Court struck down differential newspaper taxes
The leading case in this area of law is Grosjean v. American Press Co. (1936). A unanimous U.S. Supreme Court struck down a 2 percent license tax that the state of Louisiana— then largely dominated politically by its former governor and then U.S. senator, Huey Long—had imposed on the gross receipts of newspapers with circulations of more than 20,000 copies a week. The Court recognized that it was no coincidence that the tax fell largely on those newspapers critical of Long and his political allies. In writing the Court’s decision, Justice George Sutherland observed that newspapers were not “immune from any of the ordinary forms of taxation for support of the government” but also pointed out the dangers of differential taxation.
The Court reiterated this position in Minneapolis Star and Tribune Co. v. Minnesota Commissioner of Revenue (1983) when it struck down a Minnesota “use tax” on the cost of paper and products used by periodicals in excess of $100,000 a year. Because there were only eleven publishers—including the Minneapolis Star Tribune—that fit this description, Justice Sandra Day O’Connor feared that the tax was “facially discriminatory.”

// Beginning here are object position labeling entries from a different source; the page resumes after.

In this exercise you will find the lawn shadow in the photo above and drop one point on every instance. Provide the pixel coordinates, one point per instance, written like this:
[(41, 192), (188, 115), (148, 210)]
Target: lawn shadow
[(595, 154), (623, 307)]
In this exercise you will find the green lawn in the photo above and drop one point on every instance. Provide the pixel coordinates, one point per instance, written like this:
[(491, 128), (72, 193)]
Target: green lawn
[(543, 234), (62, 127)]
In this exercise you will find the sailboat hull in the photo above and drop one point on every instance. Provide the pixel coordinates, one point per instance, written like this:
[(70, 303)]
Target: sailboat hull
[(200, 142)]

Justice Thurgood Marshall came to a similar conclusion in writing the Court’s decision in Arkansas Writers’ Project, Inc. v. Ragland (1987). In this case, the Court overturned an Arkansas law that exempted some specialty publications from the state’s sale tax but not general interest magazines like the Arkansas Times. Marshall observed that “a power to tax differentially,as opposed to a power to tax generally, gives a government a powerful weapon against the taxpayer selected.” By contrast, Justice Antonin Scalia, joined by Chief Justice William H. Rehnquist, expressed the minority view that the state plan was little different from other subsidies that the Court had upheld.